Pero sí vamos a centrarnos en el término paideia (educación) para señalar dos aspectos, uno para determinar lo que no es educación, para Platón la educación no es la instrucción en un oficio o la formación profesional; y otro para definir lo que sí es, Platón entiende la educación como aquella acción que “inculca la virtud de desear convenirse en un perfecto ciudadano con saber suficiente para gobernar y ser gobernado en justicia”.

Para entender mejor a Platón cuando habla de construir un ciudadano virtuoso, tenemos que observar que en la teoría platónica, el Estado, al igual que el alma individual, está constituido por tres partes: la concupiscible (productores y comerciantes), la irascible, (hombres de armas) y la racional (filósofos). De tal forma que individualmente se alcanza la virtud controlando la concupiscencia y la ira con la razón. Para poder culminar su deseo de constituir la polis como una sociedad justa, moralmente buena, eso sólo se podría hacer mediante la paideia (educación), de tal forma que una persona debía llegar a ser justa y llevar una vida moralmente buena, logrando gobernar la concupiscencia y la ira a través de la razón.

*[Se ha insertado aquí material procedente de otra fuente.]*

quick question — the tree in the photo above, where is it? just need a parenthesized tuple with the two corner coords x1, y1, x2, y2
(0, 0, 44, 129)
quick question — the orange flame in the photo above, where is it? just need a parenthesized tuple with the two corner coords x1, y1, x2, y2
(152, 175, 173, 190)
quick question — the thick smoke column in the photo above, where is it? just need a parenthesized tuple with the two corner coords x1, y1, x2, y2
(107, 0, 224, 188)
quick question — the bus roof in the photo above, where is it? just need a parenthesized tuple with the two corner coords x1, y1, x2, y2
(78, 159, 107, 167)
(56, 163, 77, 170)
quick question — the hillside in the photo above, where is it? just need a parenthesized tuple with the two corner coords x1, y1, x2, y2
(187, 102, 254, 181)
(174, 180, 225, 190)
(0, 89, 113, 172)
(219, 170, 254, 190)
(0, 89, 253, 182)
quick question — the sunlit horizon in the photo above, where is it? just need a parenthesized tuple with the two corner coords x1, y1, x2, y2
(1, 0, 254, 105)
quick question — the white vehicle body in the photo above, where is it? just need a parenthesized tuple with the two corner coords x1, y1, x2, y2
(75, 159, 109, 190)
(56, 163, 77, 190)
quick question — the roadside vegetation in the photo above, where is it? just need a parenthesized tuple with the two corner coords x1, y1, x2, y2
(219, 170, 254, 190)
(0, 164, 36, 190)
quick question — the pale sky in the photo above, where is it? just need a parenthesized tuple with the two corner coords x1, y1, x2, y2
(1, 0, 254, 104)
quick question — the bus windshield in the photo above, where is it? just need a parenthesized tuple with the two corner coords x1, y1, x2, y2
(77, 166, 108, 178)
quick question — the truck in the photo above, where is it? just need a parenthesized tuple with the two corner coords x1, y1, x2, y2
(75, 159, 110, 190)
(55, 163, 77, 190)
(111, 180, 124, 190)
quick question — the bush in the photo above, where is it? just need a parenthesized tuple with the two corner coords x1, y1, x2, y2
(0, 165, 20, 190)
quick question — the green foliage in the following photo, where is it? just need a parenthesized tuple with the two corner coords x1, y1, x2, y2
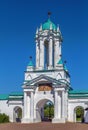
(44, 103, 54, 119)
(76, 107, 84, 122)
(0, 113, 9, 123)
(17, 108, 22, 118)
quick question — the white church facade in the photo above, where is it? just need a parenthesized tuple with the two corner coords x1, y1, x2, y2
(0, 16, 88, 123)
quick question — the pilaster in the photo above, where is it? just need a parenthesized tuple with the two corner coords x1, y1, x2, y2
(30, 90, 34, 122)
(61, 90, 65, 119)
(22, 89, 35, 123)
(24, 92, 27, 118)
(52, 89, 66, 123)
(22, 91, 31, 123)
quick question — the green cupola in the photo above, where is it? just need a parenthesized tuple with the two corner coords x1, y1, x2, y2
(27, 56, 34, 71)
(42, 18, 56, 31)
(57, 58, 63, 65)
(28, 60, 33, 66)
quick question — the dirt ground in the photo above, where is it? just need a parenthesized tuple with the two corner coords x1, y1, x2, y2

Es sobre estos últimos aspectos, sobre los que podemos pedalear para que nos puedan servir de ayuda en nuestra tarea educativa de padres y profesores. En definitiva Platón nos invita a inculcar la virtud en los niños y niñas, para que lleguen a ser perfectos ciudadanos. Dicho en términos de actualidad, a los niños hay que ayudarles a esforzarse para ser ordenados, sinceros, alegres, laboriosos, respetuosos, etc. (aquí cada uno puede poner mayor énfasis en las virtudes que a uno le parezcan más oportunas), y añadiría, con san Pablo, que por encima de todas ellas está el amor.


De esta forma tendríamos ciudadanos que establecen un orden en las cosas materiales y en las no materiales, por ejemplo dando mayor valor a lo que es más importante; tendríamos ciudadanas que dicen la verdad con la consiguiente prudencia para decirla de modo respetuoso y sin ofender a otras ciudadanas; tendríamos vecinos alegres que saludan por las mañanas con una sonrisa, que muestran su alegría en las circunstancias positivas o no tan positivas que acaecen a otras personas; tendríamos trabajadoras responsables que afrontan sus tareas con decisión e intentan hacerlas con la mayor eficiencia posible, que no se escaquean de su trabajo; tendríamos personas respetuosas con las demás personas, que no insultan por pensar diferente, que no se mofan de quienes han tenido alguna desgracia, que no se imponen por la fuerza; en definitiva tendremos una sociedad construida por personas que aman.